Torquato looked up at the darkening sky as rain droplets began to hit the ground. "Let us move inside for today's lesson."

Over time, Armida had learned the subtle odor in Torquato's hut was from the books—as if the ink, the paper, and the leather bindings combined in a magical alchemy of sweetness, grasses, almonds, and vanilla. Many days she created excuses to visit so she could draw in the air carrying these aromatic notes of knowledge.

Besides the physical training, the Initiates had to learn to read. Sitting at the table in his hut, they'd spent hours matching the markings on the page to the words Torquato spoke aloud.

"Magister, can Terrans read?" Delfina asked.

Torquato tapped the spine of the book he held and said, "Some can; many can't. But the number will grow. The Terrans in Venice have established themselves as some of the finest bookmakers in the world."

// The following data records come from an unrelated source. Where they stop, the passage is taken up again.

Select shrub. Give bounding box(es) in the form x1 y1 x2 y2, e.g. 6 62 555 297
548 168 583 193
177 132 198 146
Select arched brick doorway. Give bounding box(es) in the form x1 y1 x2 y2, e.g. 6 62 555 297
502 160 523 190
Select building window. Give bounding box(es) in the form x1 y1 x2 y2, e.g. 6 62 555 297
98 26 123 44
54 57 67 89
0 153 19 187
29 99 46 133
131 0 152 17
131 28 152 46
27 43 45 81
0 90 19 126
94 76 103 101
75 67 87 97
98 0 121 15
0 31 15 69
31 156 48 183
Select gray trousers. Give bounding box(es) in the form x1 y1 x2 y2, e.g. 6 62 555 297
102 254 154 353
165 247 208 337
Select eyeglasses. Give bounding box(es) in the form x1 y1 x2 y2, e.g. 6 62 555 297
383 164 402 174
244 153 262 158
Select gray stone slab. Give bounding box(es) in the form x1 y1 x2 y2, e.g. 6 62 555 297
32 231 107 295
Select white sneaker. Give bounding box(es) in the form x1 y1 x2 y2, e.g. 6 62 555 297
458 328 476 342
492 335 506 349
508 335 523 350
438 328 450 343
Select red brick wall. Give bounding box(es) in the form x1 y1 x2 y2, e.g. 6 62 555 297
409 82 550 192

Torquato placed a book in front of Armida. "This is by Ovid." As she fingered the gold embossing, the curve of the circle moved as if alive. The circle became an O, and in seconds the remaining three undulating letters took fixed form, and she read, with crisp clarity, a word for the first time. Ovid. The poet who wrote of the ancient Terran gods. She opened the book. The shifting squiggles recast themselves from indecipherable, meaningless shapes into a word. She gasped with the awareness she could read the title: Metamorphoses.

"Why does anyone need to read?" Delfina frowned and stroked her hair.

Torquato said, "Because, with books, we no longer need to depend on oral history and memory."

Armida quickened at his comment. "Are you saying memory is imperfect?"

Delfina said, "Stop, Armida. You cannot continue day after day. If memory is imperfect, how can we rely on what the Revealer tells us?"

"Maybe we cannot." Torquato's words were leaden to Armida, weighted with too much truth.

Delfina leaped to her feet. "Magister! You spew poisonous talk. Who has infected whom? It is ugly how Armida has become embittered. It is not the Marean way."

Torquato walked to the door and closed it. "Sit down, Delfina. What do you know of the Marean way except the childish games you played as a merpup?" His tone chilled Armida, who had never heard him speak to anyone with such harshness.